Les talibans demandent l’aide de la Russie pour stabiliser la situation dans la région

© Sputnik . Ekaterina Tchesnokova / Aller dans la banque de photosП/к делегации политического офиса движения "Талибан" (запрещено в РФ) в Москве
П/к делегации политического офиса движения Талибан (запрещено в РФ) в Москве - Sputnik Afrique, 1920, 24.09.2021
Pour aider le nouveau gouvernement à reconstruire l’Afghanistan, la Russie – l’un des pays à y avoir préservé sa mission diplomatique après la reprise du pouvoir par les talibans* – pourrait jouer les intermédiaires entre le pays et l’Onu, estime Zabihullah Mujahid, vice-ministre de la Culture des talibans*.
Alors que les talibans* ont nommé Suhail Shaheen comme représentant à l’Onu, mais attendent toujours la réponse de l’organisation sur cette nomination, le vice-ministre de la Culture des talibans* Zabihullah Mujahid a expliqué à Sputnik le rôle que la Russie peut jouer dans les relations entre le mouvement et l’Onu.
"Elle [la Russie, ndlr] peut être un intermédiaire entre nous et l’Onu, y compris en ce qui concerne la diminution de la pression des sanctions. Nous sollicitons l’assistance russe au règlement de la situation dans la région et en particulier en Afghanistan ainsi qu’au processus de reconstruction du pays", expose-t-il.
Selon le vice-ministre, le nouveau gouvernement afghan espère que les prochaines réunions du Conseil de sécurité de l’Onu auront des effets positifs pour le pays.

Aider l’Afghanistan

L’Afghanistan, poursuit-il, a besoin de l’aide de plusieurs pays.
"Plusieurs nations pourraient nous aider. La Russie pourrait contribuer avec ses projets économiques, commerciaux et d’investissement. La Turquie pourrait aider dans le secteur de l’éducation", ajoute-t-il.
Le responsable a également appelé les États-Unis à rouvrir leur mission diplomatique à Kaboul, soulignant cependant que les talibans* ne toléreraient pas la présence de militaires étrangers sur le sol afghan, d’autant plus que, selon lui, le soutien du peuple afghan suffit au mouvement pour combattre Daech*.

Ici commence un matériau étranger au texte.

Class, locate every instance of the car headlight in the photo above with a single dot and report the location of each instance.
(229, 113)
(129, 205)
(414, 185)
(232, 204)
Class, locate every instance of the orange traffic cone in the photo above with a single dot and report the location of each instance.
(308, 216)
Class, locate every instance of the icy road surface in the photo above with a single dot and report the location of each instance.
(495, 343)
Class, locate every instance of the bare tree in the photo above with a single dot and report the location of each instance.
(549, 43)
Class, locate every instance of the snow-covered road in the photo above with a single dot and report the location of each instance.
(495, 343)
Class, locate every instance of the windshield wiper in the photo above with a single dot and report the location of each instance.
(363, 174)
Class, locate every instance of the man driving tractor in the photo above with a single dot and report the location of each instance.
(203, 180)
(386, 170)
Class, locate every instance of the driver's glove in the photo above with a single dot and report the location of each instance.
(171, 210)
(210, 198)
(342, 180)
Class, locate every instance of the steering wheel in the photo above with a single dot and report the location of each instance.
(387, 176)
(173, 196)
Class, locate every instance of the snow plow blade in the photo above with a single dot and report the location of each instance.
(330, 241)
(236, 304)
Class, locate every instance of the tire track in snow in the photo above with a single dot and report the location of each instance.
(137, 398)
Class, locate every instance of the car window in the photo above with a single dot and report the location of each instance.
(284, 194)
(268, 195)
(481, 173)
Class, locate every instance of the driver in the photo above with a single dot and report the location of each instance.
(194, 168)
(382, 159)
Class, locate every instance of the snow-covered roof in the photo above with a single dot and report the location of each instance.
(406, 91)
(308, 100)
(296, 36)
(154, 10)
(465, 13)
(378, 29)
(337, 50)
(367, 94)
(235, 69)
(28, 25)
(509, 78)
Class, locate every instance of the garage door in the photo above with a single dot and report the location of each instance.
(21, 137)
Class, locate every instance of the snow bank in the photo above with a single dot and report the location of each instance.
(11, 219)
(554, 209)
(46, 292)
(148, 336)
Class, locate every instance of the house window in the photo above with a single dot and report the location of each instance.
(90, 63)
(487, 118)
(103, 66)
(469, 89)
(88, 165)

Les relations avec la France

Quant aux relations avec les pays occidentaux, en particulier avec la France et le Royaume-Uni, le vice-ministre note qu'actuellement, il n'y a eu aucune déclaration officielle sur leur intention de reconnaître le nouveau gouvernement en Afghanistan.
"Nous n'avons aucun problème d'interaction avec eux. Nous appelons à des relations fortes avec l'Europe, les États-Unis et tous les pays du monde. Nous comptons sur leur reconnaissance et avons besoin d'une coopération à tous les niveaux, notamment diplomatique", assure-t-il.

Une visite des talibans* à Moscou?

Par la suite, une source au sein du ministère russe des Affaires étrangères a indiqué à Sputnik que Moscou et Kaboul discutaient de la possibilité d'une visite en Russie d'une délégation du gouvernement taliban*.
"Des discussions sont en cours, mais il est trop tôt pour parler de détails", confirme l'interlocuteur de l'agence.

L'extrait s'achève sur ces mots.